Considerations for licensors and licensees/Licensees
- 1 Considerations for licensees
- 1.1 Understand the license.
- 1.2 Scope of the license.
- 1.3 Know your obligations.
- 1.4 Consider licensor preferences.
Considerations for licensees
Understand the license.
Read the legal code, not just the deed.
The human-readable deed is a summary of, but not a replacement for, the legal code. It does not explain everything you need to know before using licensed material.
Make sure the license grants permission for what you want to do.

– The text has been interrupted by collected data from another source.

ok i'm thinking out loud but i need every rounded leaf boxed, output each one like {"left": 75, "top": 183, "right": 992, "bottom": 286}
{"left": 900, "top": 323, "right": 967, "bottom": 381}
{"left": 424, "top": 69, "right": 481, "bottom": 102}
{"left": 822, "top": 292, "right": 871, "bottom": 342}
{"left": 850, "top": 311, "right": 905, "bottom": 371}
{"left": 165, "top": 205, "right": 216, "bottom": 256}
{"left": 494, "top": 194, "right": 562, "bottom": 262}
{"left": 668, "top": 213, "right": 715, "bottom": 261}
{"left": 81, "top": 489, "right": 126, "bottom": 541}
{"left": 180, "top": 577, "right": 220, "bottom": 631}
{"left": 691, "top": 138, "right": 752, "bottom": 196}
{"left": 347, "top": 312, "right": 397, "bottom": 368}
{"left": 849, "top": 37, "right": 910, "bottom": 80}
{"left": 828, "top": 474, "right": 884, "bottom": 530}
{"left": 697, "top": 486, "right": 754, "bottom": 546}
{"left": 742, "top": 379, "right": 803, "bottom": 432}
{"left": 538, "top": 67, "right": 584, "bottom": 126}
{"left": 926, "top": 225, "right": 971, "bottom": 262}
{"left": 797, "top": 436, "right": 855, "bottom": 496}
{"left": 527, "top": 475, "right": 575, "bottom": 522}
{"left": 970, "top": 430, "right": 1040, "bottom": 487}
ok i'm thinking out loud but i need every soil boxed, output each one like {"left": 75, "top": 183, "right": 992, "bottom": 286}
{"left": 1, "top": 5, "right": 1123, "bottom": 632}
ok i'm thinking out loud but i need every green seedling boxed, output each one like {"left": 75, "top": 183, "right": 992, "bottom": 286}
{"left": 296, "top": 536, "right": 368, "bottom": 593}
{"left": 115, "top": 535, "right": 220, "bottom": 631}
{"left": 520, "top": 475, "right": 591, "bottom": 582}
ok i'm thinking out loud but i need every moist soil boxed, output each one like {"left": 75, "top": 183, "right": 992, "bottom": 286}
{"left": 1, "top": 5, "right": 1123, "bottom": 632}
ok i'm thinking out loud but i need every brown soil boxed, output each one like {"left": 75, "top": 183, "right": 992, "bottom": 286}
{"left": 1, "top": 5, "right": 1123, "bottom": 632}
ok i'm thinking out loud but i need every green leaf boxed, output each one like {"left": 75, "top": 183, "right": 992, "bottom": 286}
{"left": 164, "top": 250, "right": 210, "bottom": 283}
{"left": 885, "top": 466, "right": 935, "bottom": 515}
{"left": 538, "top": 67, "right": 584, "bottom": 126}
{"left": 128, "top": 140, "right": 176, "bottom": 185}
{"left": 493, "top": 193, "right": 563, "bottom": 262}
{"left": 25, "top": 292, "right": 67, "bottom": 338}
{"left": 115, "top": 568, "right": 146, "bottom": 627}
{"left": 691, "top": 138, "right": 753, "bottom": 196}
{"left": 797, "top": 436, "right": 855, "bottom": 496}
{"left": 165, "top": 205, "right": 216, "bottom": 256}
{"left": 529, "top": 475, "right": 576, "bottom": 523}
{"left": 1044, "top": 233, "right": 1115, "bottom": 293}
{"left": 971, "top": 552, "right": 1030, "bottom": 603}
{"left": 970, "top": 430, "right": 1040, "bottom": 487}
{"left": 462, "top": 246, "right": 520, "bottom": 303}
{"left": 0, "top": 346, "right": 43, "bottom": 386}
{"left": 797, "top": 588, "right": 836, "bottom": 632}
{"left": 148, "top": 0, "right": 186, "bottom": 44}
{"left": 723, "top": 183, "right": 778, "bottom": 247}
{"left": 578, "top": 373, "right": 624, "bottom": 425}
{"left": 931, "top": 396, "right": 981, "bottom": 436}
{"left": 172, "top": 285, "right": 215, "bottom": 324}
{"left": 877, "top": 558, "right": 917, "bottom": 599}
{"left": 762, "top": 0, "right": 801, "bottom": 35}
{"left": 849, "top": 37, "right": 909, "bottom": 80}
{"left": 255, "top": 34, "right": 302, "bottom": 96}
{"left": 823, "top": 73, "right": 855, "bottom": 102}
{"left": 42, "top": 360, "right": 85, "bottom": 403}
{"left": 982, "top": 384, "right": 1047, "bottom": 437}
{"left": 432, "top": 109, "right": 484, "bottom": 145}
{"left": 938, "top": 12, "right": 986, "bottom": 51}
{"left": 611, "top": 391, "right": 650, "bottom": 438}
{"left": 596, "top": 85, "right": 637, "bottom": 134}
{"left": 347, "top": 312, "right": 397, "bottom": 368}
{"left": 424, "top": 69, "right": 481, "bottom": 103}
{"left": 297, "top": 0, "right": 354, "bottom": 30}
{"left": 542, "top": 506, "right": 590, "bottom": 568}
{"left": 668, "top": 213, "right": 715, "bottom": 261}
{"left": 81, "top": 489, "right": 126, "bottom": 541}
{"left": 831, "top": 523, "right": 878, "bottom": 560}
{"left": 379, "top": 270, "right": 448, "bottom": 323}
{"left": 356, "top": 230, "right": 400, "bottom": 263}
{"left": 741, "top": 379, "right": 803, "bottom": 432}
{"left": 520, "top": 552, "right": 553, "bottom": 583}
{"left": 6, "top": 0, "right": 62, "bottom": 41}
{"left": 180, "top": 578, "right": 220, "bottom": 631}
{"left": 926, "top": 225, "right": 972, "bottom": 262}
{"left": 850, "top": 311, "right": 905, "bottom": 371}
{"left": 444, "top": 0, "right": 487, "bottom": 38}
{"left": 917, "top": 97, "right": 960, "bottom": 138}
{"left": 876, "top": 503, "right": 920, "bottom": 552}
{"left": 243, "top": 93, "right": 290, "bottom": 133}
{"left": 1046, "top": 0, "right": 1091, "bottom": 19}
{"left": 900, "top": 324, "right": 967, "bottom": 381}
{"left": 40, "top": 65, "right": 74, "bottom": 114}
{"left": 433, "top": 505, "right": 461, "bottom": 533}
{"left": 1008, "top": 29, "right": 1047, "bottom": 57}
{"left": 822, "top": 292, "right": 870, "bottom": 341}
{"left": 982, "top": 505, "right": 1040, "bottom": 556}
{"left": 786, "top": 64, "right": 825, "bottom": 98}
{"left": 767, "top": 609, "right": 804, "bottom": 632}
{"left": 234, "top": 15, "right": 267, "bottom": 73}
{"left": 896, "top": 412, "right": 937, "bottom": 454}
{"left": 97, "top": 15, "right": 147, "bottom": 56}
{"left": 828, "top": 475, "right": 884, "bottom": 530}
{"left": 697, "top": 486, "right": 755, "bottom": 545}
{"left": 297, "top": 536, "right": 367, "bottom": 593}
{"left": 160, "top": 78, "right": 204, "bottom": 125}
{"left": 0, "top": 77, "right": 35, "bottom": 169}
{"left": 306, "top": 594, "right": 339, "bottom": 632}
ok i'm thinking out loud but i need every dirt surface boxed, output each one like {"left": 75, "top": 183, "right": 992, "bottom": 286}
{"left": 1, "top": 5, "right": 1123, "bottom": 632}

There are six different CC licenses. Two of the licenses prohibit the sharing of adaptations (BY-ND, BY-NC-ND); three prohibit commercial uses (BY-NC, BY-NC-ND, BY-NC-SA), and two require adaptations be licensed under the same license (BY-SA, BY-NC-SA).
Take note of the particular version of the license.
Scope of the license.
Pay attention to what exactly is being licensed.

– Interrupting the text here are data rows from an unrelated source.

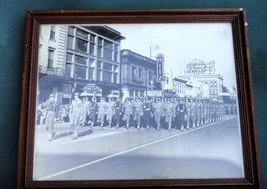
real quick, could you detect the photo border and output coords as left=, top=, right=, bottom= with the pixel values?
left=17, top=9, right=261, bottom=189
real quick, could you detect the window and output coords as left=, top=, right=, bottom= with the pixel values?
left=103, top=48, right=113, bottom=60
left=76, top=38, right=87, bottom=53
left=138, top=68, right=143, bottom=80
left=132, top=67, right=136, bottom=80
left=76, top=29, right=88, bottom=40
left=74, top=65, right=86, bottom=79
left=97, top=69, right=101, bottom=81
left=68, top=26, right=75, bottom=35
left=103, top=63, right=112, bottom=71
left=75, top=55, right=87, bottom=65
left=65, top=63, right=72, bottom=77
left=66, top=53, right=73, bottom=62
left=103, top=71, right=112, bottom=82
left=48, top=49, right=54, bottom=68
left=97, top=46, right=102, bottom=58
left=89, top=67, right=94, bottom=80
left=50, top=26, right=55, bottom=41
left=67, top=36, right=74, bottom=50
left=89, top=43, right=95, bottom=55
left=114, top=73, right=118, bottom=84
left=90, top=34, right=95, bottom=42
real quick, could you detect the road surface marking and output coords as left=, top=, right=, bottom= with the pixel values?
left=39, top=117, right=236, bottom=180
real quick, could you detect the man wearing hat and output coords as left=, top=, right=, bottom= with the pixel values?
left=45, top=94, right=58, bottom=141
left=70, top=92, right=83, bottom=139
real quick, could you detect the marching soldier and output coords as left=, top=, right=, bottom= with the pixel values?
left=191, top=98, right=196, bottom=128
left=70, top=92, right=83, bottom=139
left=176, top=98, right=187, bottom=130
left=45, top=94, right=58, bottom=141
left=185, top=98, right=191, bottom=128
left=81, top=97, right=89, bottom=127
left=88, top=97, right=97, bottom=126
left=165, top=98, right=175, bottom=130
left=143, top=97, right=152, bottom=129
left=114, top=97, right=122, bottom=128
left=106, top=97, right=115, bottom=127
left=122, top=98, right=133, bottom=129
left=133, top=97, right=143, bottom=129
left=161, top=98, right=168, bottom=127
left=97, top=97, right=107, bottom=127
left=153, top=98, right=163, bottom=130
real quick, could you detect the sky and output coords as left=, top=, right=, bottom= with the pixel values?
left=108, top=23, right=237, bottom=88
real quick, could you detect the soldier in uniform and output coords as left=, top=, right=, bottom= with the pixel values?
left=165, top=98, right=175, bottom=130
left=176, top=98, right=187, bottom=130
left=114, top=97, right=122, bottom=128
left=97, top=97, right=107, bottom=127
left=161, top=98, right=168, bottom=127
left=122, top=98, right=133, bottom=129
left=106, top=97, right=115, bottom=127
left=70, top=92, right=83, bottom=139
left=203, top=100, right=208, bottom=124
left=153, top=98, right=163, bottom=130
left=185, top=98, right=191, bottom=128
left=191, top=98, right=196, bottom=128
left=133, top=97, right=143, bottom=129
left=45, top=94, right=58, bottom=141
left=81, top=97, right=89, bottom=127
left=88, top=97, right=97, bottom=126
left=142, top=97, right=152, bottom=129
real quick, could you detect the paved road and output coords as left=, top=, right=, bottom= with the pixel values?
left=33, top=116, right=244, bottom=180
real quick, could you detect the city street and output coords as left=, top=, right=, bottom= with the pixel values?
left=33, top=116, right=244, bottom=181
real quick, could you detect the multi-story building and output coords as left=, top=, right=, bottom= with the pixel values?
left=180, top=75, right=223, bottom=100
left=172, top=77, right=187, bottom=97
left=38, top=25, right=125, bottom=103
left=120, top=49, right=160, bottom=99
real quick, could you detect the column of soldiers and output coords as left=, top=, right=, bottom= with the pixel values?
left=76, top=94, right=225, bottom=131
left=44, top=92, right=225, bottom=141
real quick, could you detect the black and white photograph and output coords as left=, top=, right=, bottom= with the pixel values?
left=33, top=22, right=244, bottom=181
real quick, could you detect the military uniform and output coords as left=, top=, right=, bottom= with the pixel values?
left=45, top=94, right=58, bottom=141
left=143, top=99, right=152, bottom=129
left=176, top=100, right=186, bottom=130
left=88, top=98, right=97, bottom=126
left=97, top=98, right=107, bottom=126
left=106, top=99, right=115, bottom=127
left=153, top=100, right=163, bottom=130
left=70, top=93, right=83, bottom=139
left=185, top=99, right=191, bottom=128
left=114, top=98, right=122, bottom=128
left=165, top=100, right=174, bottom=130
left=123, top=99, right=133, bottom=128
left=133, top=99, right=143, bottom=129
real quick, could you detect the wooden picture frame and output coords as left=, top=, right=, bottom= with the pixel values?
left=17, top=9, right=261, bottom=189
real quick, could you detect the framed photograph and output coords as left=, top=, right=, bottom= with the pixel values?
left=17, top=9, right=261, bottom=189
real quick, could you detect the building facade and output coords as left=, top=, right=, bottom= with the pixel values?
left=38, top=25, right=125, bottom=104
left=120, top=49, right=160, bottom=99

Consider clearing rights if you are concerned.
The license does not contain a warranty, so if you think there may be third party rights in the material, you may want to clear those rights in advance.

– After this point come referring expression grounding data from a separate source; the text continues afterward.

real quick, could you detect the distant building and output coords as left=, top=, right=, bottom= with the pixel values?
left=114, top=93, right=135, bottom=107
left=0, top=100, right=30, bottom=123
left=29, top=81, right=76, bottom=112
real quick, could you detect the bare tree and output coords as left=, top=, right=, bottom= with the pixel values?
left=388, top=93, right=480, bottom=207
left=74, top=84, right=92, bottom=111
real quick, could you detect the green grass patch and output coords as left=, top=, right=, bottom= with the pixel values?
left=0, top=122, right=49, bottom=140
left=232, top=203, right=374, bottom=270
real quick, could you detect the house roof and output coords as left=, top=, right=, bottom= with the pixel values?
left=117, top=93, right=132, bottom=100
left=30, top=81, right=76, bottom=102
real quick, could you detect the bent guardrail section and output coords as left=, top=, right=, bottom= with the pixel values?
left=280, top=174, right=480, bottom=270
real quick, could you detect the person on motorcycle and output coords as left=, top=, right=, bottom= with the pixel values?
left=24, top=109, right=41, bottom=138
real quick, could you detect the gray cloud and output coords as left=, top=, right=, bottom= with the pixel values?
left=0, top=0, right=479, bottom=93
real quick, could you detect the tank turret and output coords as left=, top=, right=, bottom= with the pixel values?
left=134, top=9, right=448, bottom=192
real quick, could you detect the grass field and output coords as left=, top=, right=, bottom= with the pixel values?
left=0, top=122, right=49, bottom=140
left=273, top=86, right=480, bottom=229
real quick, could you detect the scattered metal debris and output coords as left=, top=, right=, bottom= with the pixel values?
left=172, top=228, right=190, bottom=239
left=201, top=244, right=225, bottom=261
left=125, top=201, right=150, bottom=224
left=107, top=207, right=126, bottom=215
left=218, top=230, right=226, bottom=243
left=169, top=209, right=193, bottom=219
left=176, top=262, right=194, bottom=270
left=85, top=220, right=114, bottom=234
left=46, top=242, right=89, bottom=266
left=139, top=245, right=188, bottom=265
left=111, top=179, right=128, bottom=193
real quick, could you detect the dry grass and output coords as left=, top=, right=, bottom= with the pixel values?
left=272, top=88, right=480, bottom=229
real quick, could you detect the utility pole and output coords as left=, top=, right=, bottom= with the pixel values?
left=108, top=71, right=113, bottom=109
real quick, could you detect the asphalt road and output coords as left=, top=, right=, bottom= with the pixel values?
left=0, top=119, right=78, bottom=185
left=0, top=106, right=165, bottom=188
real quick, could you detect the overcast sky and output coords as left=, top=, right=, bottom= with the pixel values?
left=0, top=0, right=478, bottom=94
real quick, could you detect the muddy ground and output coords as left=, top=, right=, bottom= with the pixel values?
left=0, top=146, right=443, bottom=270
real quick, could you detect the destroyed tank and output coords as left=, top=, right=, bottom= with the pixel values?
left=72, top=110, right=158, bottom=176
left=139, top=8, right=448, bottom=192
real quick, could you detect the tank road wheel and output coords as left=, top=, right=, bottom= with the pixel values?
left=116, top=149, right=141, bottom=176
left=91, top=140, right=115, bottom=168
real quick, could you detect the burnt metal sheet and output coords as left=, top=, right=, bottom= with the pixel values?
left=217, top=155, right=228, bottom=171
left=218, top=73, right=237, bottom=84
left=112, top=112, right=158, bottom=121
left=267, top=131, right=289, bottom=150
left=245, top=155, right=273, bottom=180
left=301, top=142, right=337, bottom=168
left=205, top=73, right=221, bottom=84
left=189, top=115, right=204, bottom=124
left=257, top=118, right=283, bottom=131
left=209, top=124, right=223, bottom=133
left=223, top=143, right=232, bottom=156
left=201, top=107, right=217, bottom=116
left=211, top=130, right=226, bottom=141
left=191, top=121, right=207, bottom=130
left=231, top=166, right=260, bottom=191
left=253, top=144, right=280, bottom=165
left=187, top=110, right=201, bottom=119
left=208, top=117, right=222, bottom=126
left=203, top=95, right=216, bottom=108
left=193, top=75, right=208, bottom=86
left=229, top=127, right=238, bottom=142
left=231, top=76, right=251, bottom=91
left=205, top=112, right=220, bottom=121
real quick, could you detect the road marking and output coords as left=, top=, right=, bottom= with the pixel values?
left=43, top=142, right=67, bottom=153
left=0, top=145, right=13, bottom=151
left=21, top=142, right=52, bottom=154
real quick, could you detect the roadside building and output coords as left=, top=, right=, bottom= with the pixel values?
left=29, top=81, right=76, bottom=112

Some uses of licensed material do not require permission under the license.
If the use you want to make of a work falls within an exception or limitation to copyright or similar rights, you may do so. Those uses are unregulated by the license.
Know your obligations.
Do not restrict others from exercising rights under the license.
All CC licenses prohibit you from applying effective technological measures or imposing legal terms that would prevent others from doing what the license permits.
Determine what, if anything, you can do with adaptations you make.
Termination is automatic.
All CC licenses terminate automatically when you fail to comply with its terms. If the material is under a 4.0 license, you must fix the problem within 30 days of discovery if you want your rights automatically reinstated.
Consider licensor preferences.
Consider complying with non-binding requests by the licensor.
The licensor may make special requests when you use the material. We recommend you do so when reasonable, but that is your option and not your obligation.